ㅡ 3. Dirimu Yang Sebenarnya

7.5K 1.2K 67
                                    

"Apa cita-cita Jeno saat dewasa nanti?"

"Aku ingin jadi dokter!"

"Kenapa kau ingin menjadi dokter?"

"Karena aku ingin.. menyembuhkan orang-orang disekitarku!"

"Jeno, menjadi dokter bukan hanya harus menyembuhkan penyakit seseorang, tetapi memberi dorongan kepada pasien agar ia yakin sembuh dari penyakitnya. Apa kau bisa?"

"Um!"

✾✾✾

Sejak kecil, aku sangat ingin menjadi dokter. Berada di lingkungan orang tua yang mempunyai nama baik, membuatku harus menjaga itu semua. Aku harus bersikap sopan, berprestasi, dan harus membanggakan keluargaku.

Ayah adalah seorang dokter spesialis anak. Saat itu, ayah membawa tas berwarna hitam dengan bentuk segiempat. Ia selalu pergi berkerja dengan setelah jas warna putih yang tampak membosankan. Namun, ayah bilang, ini adalah seragam terbaik didunia. Aku yang belum mengetahui apapun tentang dunia kesehatan, menganggap hal itu adalah suatu keanehan.

Aku yang masih kecil mencoba berbagai macam hal, untuk mencari jati diri. Bersepeda, bermain basket, sepak bola, bahkan hingga ke alat musik. Aku diberi kebebasan untuk mencoba semua hal, selagi aku menyukainya.

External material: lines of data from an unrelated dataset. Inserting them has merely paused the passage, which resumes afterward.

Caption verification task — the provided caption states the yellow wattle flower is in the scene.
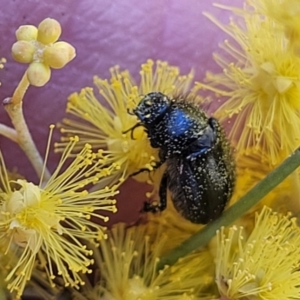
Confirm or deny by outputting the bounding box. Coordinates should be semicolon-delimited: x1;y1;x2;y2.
197;6;300;166
56;60;193;181
74;224;213;300
0;138;118;298
248;0;300;51
215;207;300;300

Lee Jeno kecil menyukai bersepeda. Aku menaiki kendaraan tanpa mesin tersebut, tak menghasilkan polusi meskipun perlu tenaga lebih itu menggerakannya. Mengayuh sepeda kecilku menyusuri kompleks perumahan, taman, hingga aku mulai berani menyusuri bukit dibelakang rumah.

BUGH.

Aku tak ingat apapun. Memoriku berputar antara pepohonan rindang, ranting-ranting, hingga terakhir aku melihat sepeda kecil kesayanganku terbalik.. ada darah yang mengucur dari pelipis dan lututku. Untuk pertama kali aku merasakan sakit yang luar biasa disekujur tubuh, sampai tak sadarkan diri.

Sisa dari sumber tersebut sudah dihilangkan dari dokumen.